Robert McNamara, former defense secretary and architect of the U.S. strategy in Vietnam, has died, according to the Washington Post.
McNamara was 93 years old. He was in the news in recent years tearfully expressing regrets about Vietnam and admitting that much of U.S. policy there was based on lies. There are volumes of information about his life available, so I'll not add anything to that, just putting news out that I've not yet seen on Kos.
UPDATE: The Post has now published a five-page obit. The story mentions David Halberstam's brilliant The Best and the Brightest. I recall rereading that in the weeks before the invasion of Iraq in 2003 and being struck by the remarkable similarities in thinking that drove McNamara and were driving the Bush Admin.

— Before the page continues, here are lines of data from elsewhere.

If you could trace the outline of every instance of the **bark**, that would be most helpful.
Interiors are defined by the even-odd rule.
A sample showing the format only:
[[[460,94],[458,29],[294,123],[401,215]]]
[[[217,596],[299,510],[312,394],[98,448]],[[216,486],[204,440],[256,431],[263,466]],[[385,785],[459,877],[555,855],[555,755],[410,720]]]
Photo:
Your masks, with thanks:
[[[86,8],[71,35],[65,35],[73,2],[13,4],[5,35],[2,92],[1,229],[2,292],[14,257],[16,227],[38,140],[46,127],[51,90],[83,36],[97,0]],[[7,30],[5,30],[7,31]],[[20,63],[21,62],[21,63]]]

The Post piece quotes Halberstam on McNamara:
"a prisoner of his own background . . . unable, as indeed was the country which sponsored him, to adapt his values and his terms to Vietnamese realities. Since any real indices and truly factual estimates of the war would immediately have shown its bankruptcy, the McNamara trips became part of a vast unwitting and elaborate charade, the institutionalizing and legitimizing of a hopeless lie."
Vietnam ... Iraq ... always about legitimizing a hopeless lie. At least McNamara had the decency, far too late, to apologize. I doubt we'll ever see that from Rumsfeld, Rove or Cheney.
UPDATE 2: Great comments. Thanks for the various links mentioned. Here are a few:Wikipedia
Secretaries of Defense bios
NNDB bio
World Bank bio
Oh, and the bios reminded me of something I'd forgotten: the S in Robert S. McNamara was for Strange. I kid you not.